One question which is sometimes raised in popular and polemical literature is how far National Socialism can be characterised as being socialist (its nationalism is not in doubt).  This is not an easy question to answer, since Nazi economic policy was something of a mess.  To be sure, the Nazis were not Thatcherite capitalists.  They intervened extensively in the workings of the market, and they had no problem with large-scale state spending financed by increased taxes and borrowing.  Hitler even created a Soviet-style "Four Year Plan" and placed it under the control of Goering, bypassing the more conservative Economics Minister Hjalmar Schacht.  Yet the Nazis had little interest in the traditional socialist goals of redistributing wealth and building a welfare state.  The rich mostly stayed rich, as long as they weren't Jewish.  Welfare provision sat uneasily with the Nazis' social Darwinism, and was to a large extent left to non-governmental charities.  The huge trade union movement was converted into the tame German Labour Front - this highly corrupt organisation achieved some popularity through its "Strength Through Joy" leisure programmes, but it failed in the more basic task of raising workers' wages.  The Nazis' policies on state spending and economic management were not Keynesianism for Keynesianism's sake - they were dictated by the overriding ideological priorities of rearmament and war.

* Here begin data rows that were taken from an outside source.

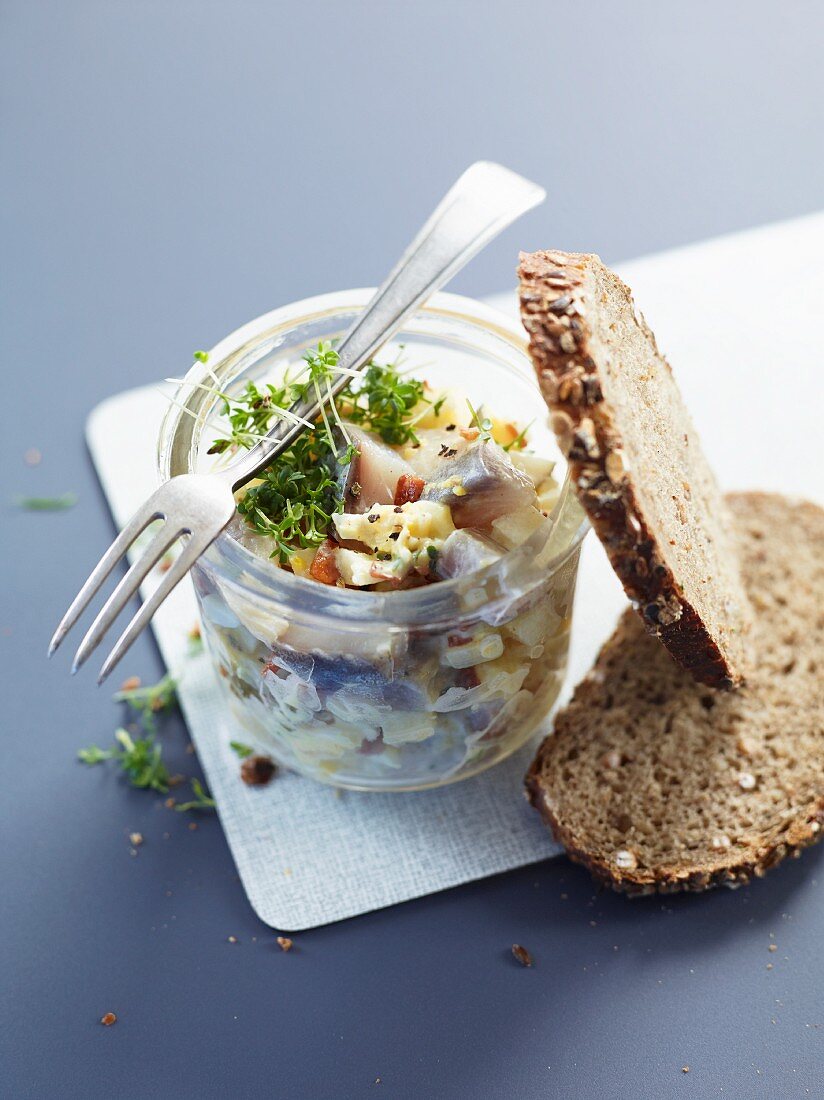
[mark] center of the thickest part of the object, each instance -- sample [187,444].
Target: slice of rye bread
[636,461]
[658,783]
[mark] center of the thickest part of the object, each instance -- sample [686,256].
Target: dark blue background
[171,169]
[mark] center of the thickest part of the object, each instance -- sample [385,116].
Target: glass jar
[394,690]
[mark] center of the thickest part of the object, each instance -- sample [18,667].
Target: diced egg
[516,527]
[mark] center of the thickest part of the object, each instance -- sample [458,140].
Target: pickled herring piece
[372,474]
[480,485]
[465,551]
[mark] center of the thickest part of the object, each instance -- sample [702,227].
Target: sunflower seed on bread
[658,783]
[636,461]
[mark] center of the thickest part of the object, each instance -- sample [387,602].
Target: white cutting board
[738,318]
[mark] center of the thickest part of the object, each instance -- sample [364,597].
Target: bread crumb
[257,770]
[522,955]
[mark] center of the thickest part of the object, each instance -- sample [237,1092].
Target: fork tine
[189,554]
[129,584]
[136,525]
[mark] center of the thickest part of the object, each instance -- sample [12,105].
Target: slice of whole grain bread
[656,782]
[636,461]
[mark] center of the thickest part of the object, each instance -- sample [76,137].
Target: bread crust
[559,344]
[799,827]
[804,829]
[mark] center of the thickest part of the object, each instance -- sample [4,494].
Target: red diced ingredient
[323,567]
[467,678]
[408,490]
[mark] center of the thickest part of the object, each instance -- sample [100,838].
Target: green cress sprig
[296,496]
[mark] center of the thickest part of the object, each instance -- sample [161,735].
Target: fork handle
[483,201]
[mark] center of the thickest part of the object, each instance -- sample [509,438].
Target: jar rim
[283,586]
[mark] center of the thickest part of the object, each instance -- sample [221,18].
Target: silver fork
[484,200]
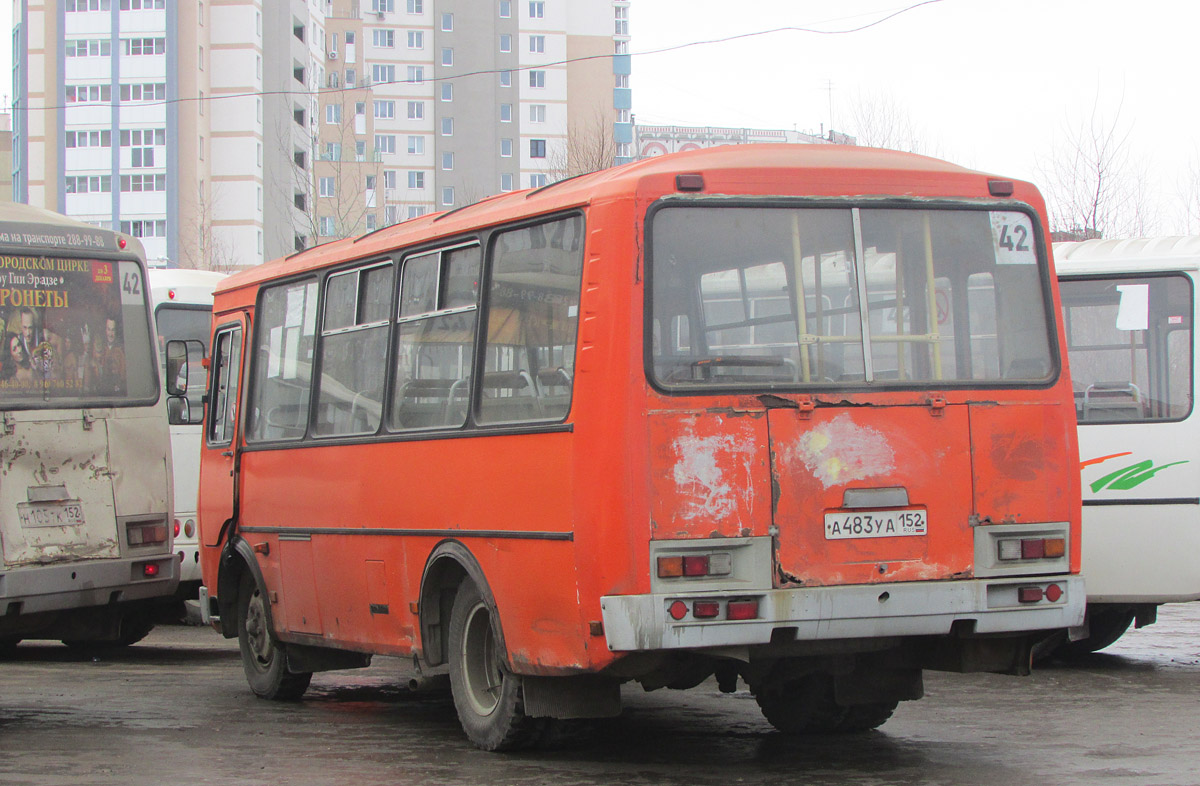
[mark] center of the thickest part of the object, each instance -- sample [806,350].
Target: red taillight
[1029,594]
[695,565]
[742,610]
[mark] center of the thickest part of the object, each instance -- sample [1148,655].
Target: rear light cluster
[1015,549]
[711,609]
[691,565]
[1051,593]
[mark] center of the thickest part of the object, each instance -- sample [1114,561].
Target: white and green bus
[1128,309]
[84,454]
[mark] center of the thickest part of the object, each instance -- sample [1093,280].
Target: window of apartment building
[143,46]
[87,5]
[148,228]
[89,138]
[89,48]
[144,93]
[381,73]
[89,94]
[385,143]
[89,184]
[135,184]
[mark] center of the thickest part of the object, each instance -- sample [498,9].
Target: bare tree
[591,147]
[1092,185]
[879,121]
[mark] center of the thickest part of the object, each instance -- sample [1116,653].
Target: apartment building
[227,132]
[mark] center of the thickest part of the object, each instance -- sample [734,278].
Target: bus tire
[805,706]
[263,657]
[487,696]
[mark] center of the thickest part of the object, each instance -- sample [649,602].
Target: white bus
[1129,307]
[183,310]
[84,460]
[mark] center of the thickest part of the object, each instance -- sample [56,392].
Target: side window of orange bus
[283,354]
[353,352]
[435,347]
[533,316]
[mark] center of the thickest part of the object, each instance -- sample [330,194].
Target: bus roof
[190,286]
[1091,257]
[827,171]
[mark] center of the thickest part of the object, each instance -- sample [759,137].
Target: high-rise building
[227,132]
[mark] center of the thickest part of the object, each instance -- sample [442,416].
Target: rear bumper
[635,623]
[60,587]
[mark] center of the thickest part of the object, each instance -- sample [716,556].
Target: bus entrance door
[219,477]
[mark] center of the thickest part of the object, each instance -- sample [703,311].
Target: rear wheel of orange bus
[263,657]
[808,706]
[486,694]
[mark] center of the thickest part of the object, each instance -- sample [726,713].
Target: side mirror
[179,412]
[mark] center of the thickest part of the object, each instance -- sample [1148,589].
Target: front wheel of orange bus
[487,696]
[263,657]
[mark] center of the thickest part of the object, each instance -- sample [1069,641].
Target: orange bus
[793,417]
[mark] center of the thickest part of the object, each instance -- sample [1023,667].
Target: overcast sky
[993,85]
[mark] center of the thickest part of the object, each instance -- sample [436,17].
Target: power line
[327,91]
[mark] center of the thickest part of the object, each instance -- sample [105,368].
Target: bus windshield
[745,295]
[75,333]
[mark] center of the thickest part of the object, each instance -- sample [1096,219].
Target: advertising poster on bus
[61,327]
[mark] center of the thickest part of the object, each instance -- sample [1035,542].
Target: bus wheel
[263,657]
[1104,629]
[805,706]
[486,694]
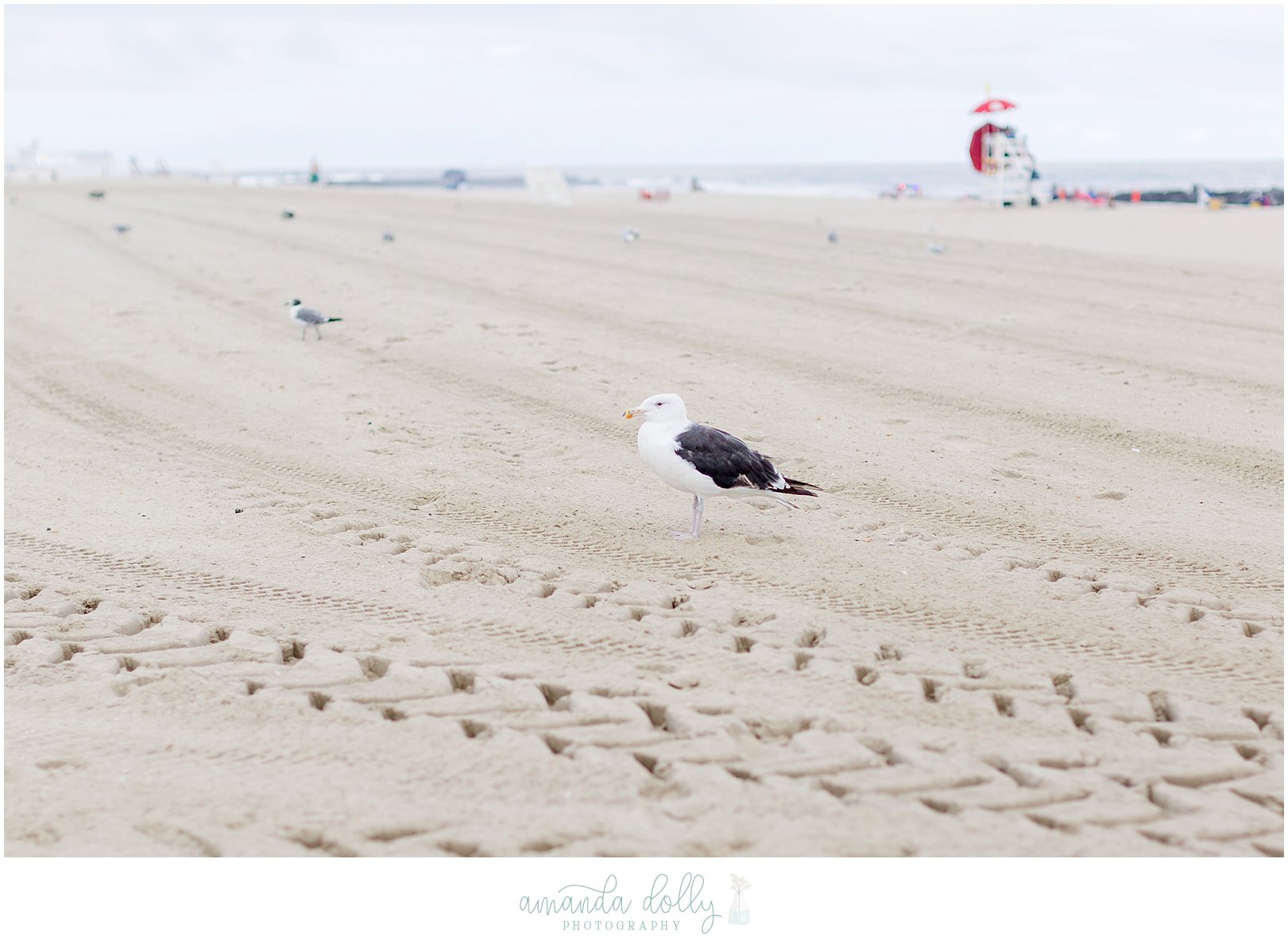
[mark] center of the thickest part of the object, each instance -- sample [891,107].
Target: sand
[408,590]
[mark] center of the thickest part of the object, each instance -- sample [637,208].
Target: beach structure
[35,164]
[1004,156]
[547,186]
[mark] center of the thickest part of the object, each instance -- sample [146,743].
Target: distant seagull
[705,462]
[305,317]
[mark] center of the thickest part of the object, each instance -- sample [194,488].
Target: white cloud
[474,85]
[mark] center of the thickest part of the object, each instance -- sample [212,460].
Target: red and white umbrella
[995,105]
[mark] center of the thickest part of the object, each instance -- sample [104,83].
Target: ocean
[943,180]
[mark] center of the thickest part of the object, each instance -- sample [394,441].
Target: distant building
[33,164]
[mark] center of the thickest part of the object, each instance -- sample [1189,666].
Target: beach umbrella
[995,105]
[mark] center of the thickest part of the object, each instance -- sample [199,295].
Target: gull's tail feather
[796,487]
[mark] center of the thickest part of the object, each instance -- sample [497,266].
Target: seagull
[305,317]
[705,462]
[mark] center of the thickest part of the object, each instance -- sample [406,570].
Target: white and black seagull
[705,462]
[307,317]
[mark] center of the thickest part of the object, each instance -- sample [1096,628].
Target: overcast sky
[387,87]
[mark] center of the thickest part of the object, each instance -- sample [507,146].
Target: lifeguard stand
[999,153]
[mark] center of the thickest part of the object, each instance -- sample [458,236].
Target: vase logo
[740,913]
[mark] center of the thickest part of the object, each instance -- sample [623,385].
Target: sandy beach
[408,590]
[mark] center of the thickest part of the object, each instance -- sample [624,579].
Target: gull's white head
[663,407]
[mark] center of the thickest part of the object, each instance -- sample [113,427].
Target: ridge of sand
[408,590]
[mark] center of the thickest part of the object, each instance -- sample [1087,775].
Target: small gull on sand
[307,317]
[705,462]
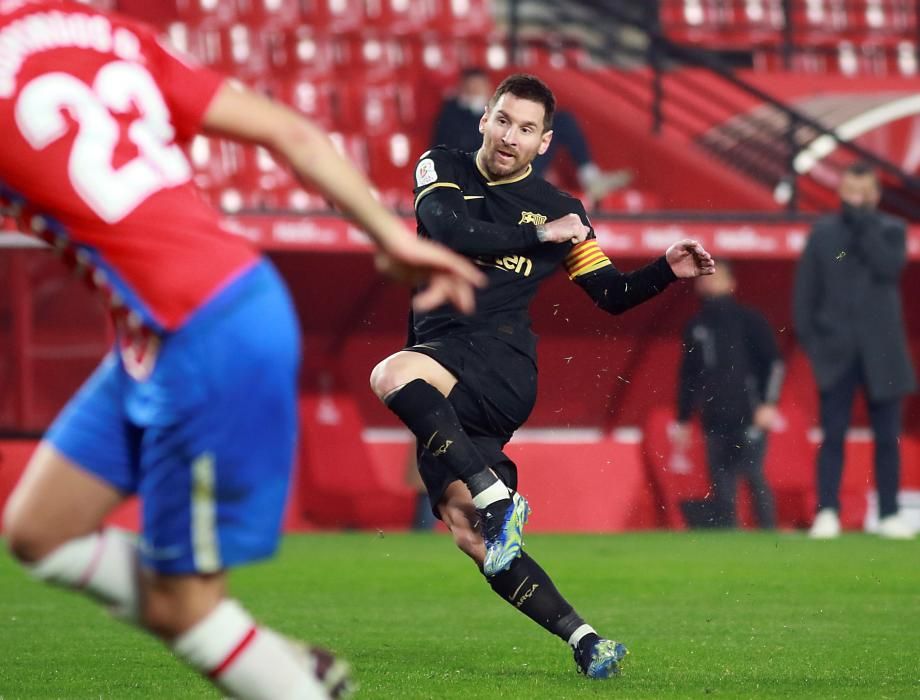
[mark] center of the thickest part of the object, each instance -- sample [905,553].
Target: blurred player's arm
[244,115]
[615,291]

And war was always where the Third Reich was headed.  It wasn't clear quite when it would come, or how - indeed, Hitler was furious that his diplomatic triumph at Munich in 1938 had cheated him of the chance to start a war, while simultaneously highlighting the lack of appetite for conflict among the German population.  In fact, it was during the Czech crisis that the conservative establishment engaged in their last serious attempt to get rid of Hitler before the last days of the War - a conspiracy of senior military officers to execute a coup if Hitler's foolhardy brinkmanship turned into a conflict.  But the moment passed, and Hitler suffered no further serious challenges until the Stauffenberg plot of 1944.  Eventually, in September 1939, Hitler's reckless diplomacy went too far even for Chamberlain and Daladier, and he got what he wanted.  The German people were less happy with this turn of events.  They may have spent the last 6 years being harrassed by the Gestapo and browbeaten with propaganda, but they weren't stupid.